Children's Hospital trims backup with disk-to-disk

31.10.2005
Children's Hospital in Boston was dealing with a nightmare of a backup window earlier this year that at times lasted from 4 p.m. to 10 a.m. the next day and often entailed failed tape drives and shutdowns. On top of at least two drive failures each month, the sheer speeds of data transfers were in the 30MB/sec. to 40MB/sec. range, which guaranteed that the backup window for some 300 servers would continue to grow.

"The backup windows just kept growing and growing, and there were so many problems at night that backups were being missed," said Paul Scheib, director of operations and chief information security officer at Children's Hospital. "You start seeing these slower speeds but you really don't know what it is. It becomes like an Easter egg hunt where you're trying to figure out what's limiting the rate to the drives. Is it the drives? Is it the servers? Is it the network?

The hospital launched a pilot program of a virtual tape library (VTL) technology as an intermediary between its Fibre Channel storage-area network (SAN) and its two tape libraries, but that had problems of its down, according to Scheib. "We had a lot of trouble getting it configured correctly," he said.

Instead of sticking with a VTL, which required integration with his Fibre Channel SAN, Scheib said that in June he chose another disk-to-disk backup technology that removed Fibre Channel from the equation and put server backups on the LAN.

By using DD460 disk arrays from Data Domain Inc. in Palo Alto, Calif., Schieb said, he was able to replace one of his tape libraries with three disk arrays that cost about the same amount: US$75,000 each. The disk arrays doubled data transfer rates, removing three hours from the hospital's lengthy daily backup windows, reducing backup failures by half and speeding up restores from hours or days to minutes.

The disk-based backup technology also allows the hospital to keep about three months of backup data online, nearly eliminating off-site tape recalls for data restores. Time to respond to urgent restore requests has been reduced from four hours to a few minutes, Scheib said, adding that he was also able to eliminate one of his Hewlett-Packard Co. tape libraries.

Tony Asaro, an analyst at Enterprise Strategy Group Inc., said he was surprised that the VTL from FalconStor Software Inc. that Scheib had piloted gave him problems, because they're relatively easy to install and run well. But Asaro acknowledged that Fibre Channel networks in general can be harder to configure and that VTL technology can be seen as more difficult than disk-to-disk technologies that run on Ethernet.

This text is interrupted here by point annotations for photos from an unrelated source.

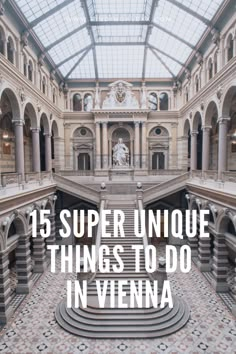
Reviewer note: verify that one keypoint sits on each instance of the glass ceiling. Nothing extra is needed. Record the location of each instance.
(111, 39)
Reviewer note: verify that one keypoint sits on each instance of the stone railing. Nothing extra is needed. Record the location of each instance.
(16, 180)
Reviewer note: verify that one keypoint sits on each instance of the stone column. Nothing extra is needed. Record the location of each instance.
(222, 153)
(204, 254)
(144, 145)
(136, 146)
(48, 152)
(194, 150)
(104, 146)
(19, 147)
(51, 240)
(39, 253)
(5, 309)
(205, 148)
(220, 264)
(23, 265)
(36, 150)
(98, 146)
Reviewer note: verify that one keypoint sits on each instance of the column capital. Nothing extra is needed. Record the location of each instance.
(223, 120)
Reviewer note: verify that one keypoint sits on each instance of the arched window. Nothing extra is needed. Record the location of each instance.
(54, 95)
(44, 85)
(197, 83)
(164, 102)
(30, 71)
(77, 102)
(88, 102)
(230, 47)
(10, 50)
(2, 41)
(215, 64)
(210, 69)
(25, 65)
(152, 101)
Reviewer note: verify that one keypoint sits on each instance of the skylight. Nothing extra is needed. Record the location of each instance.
(92, 39)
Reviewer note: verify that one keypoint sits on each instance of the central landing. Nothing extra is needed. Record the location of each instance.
(94, 322)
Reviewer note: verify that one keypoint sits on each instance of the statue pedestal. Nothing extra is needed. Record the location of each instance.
(117, 172)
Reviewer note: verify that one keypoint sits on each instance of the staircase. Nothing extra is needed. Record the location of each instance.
(95, 322)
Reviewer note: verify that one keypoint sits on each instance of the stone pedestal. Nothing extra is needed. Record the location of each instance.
(6, 310)
(23, 266)
(220, 264)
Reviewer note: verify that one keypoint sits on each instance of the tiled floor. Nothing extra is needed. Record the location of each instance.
(211, 329)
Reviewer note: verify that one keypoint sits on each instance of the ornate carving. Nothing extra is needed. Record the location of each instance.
(120, 95)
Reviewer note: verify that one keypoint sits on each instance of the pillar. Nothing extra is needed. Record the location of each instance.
(23, 265)
(220, 264)
(98, 146)
(136, 145)
(104, 145)
(222, 153)
(144, 145)
(204, 254)
(48, 152)
(36, 150)
(39, 253)
(205, 148)
(193, 150)
(19, 147)
(5, 309)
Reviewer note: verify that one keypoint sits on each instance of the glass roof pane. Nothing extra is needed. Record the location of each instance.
(120, 61)
(85, 70)
(205, 8)
(133, 33)
(33, 9)
(61, 23)
(170, 45)
(70, 45)
(154, 68)
(119, 10)
(179, 22)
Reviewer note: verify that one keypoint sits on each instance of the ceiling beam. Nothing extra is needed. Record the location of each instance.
(162, 62)
(73, 55)
(165, 54)
(87, 16)
(50, 13)
(80, 28)
(189, 11)
(77, 63)
(119, 23)
(149, 31)
(173, 35)
(119, 43)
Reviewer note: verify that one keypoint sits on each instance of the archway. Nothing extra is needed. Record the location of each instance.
(10, 111)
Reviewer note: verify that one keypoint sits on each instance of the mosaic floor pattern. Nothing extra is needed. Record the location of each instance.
(33, 329)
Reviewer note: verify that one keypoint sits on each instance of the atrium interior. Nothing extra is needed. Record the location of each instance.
(117, 104)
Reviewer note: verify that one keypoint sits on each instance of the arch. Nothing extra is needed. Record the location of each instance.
(164, 101)
(30, 70)
(10, 50)
(227, 101)
(30, 112)
(77, 102)
(88, 102)
(153, 101)
(2, 41)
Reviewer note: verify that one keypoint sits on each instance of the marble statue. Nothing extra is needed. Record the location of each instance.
(120, 154)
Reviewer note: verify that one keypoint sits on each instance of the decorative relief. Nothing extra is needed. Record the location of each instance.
(120, 96)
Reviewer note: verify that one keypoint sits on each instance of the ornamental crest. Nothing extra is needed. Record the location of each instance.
(120, 95)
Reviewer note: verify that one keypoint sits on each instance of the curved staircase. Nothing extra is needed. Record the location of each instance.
(95, 322)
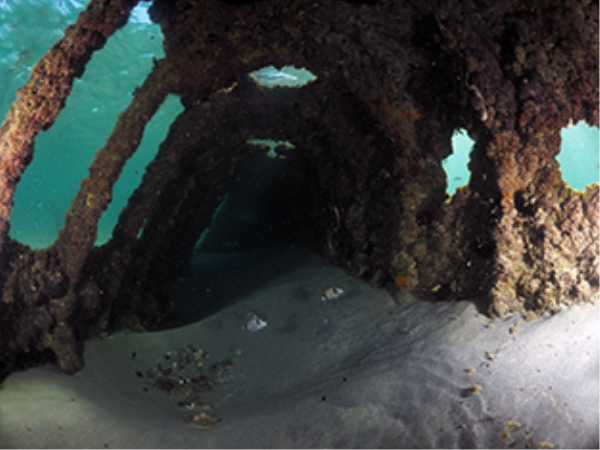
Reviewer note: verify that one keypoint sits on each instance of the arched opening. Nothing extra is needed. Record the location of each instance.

"Historically, Data Domain's product has not been purchased for backup problems but for recovery problems. Their compression allows users to keep lots of data on disk inexpensively for a longer time than tape," Asaro said.

The full data backups on the disk backup servers are compressed at a rate of about 20 to 1, with compression of incremental or subsequent backups of databases at 200 to 1. Scheib said he backs up about 60TB a week to his three DD460 disk arrays using Veritas NetBackup 4.5. So far, the devices have worked flawlessly, he said.

But disk-to-disk technology is not without drawbacks, according to analysts and users.

Jerome Wendt, a senior information systems analyst at a large Midwest data-processing firm, said that as a user, he has experienced issues with some traditional backup software not being properly integrated with disk-to-disk backup technology.

"I know there are issues with [IBM's] Tivoli Storage Manager where it doesn't recognize every virtual tape library interface presented to it. And Veritas [now Symantec] wants to license by every virtual tape drives it sees. I know NetBackup is licensed by the tape drive. So, what do you do if you have 256 drives? Do you license all 256 drives?" asked Wendt, who asked that his firm not be identified.

Asaro said another issue is backup software that's not able to push backups out of the backend of virtual tape libraries to tape drives. Asaro also recognized the issues around software licensing. "There are issues, but each one of these [vendors is] working at changing their licensing models," Asaro said.

Scheib said he hasn't run into any issues with his Data Domain technology and he plans on removing more of his dependency on tape.

"Our tape drives are still there, but we're moving toward doing a weekly tape backup or even a monthly backup, but we'll keep all incremental backups on our Data Domains," he said.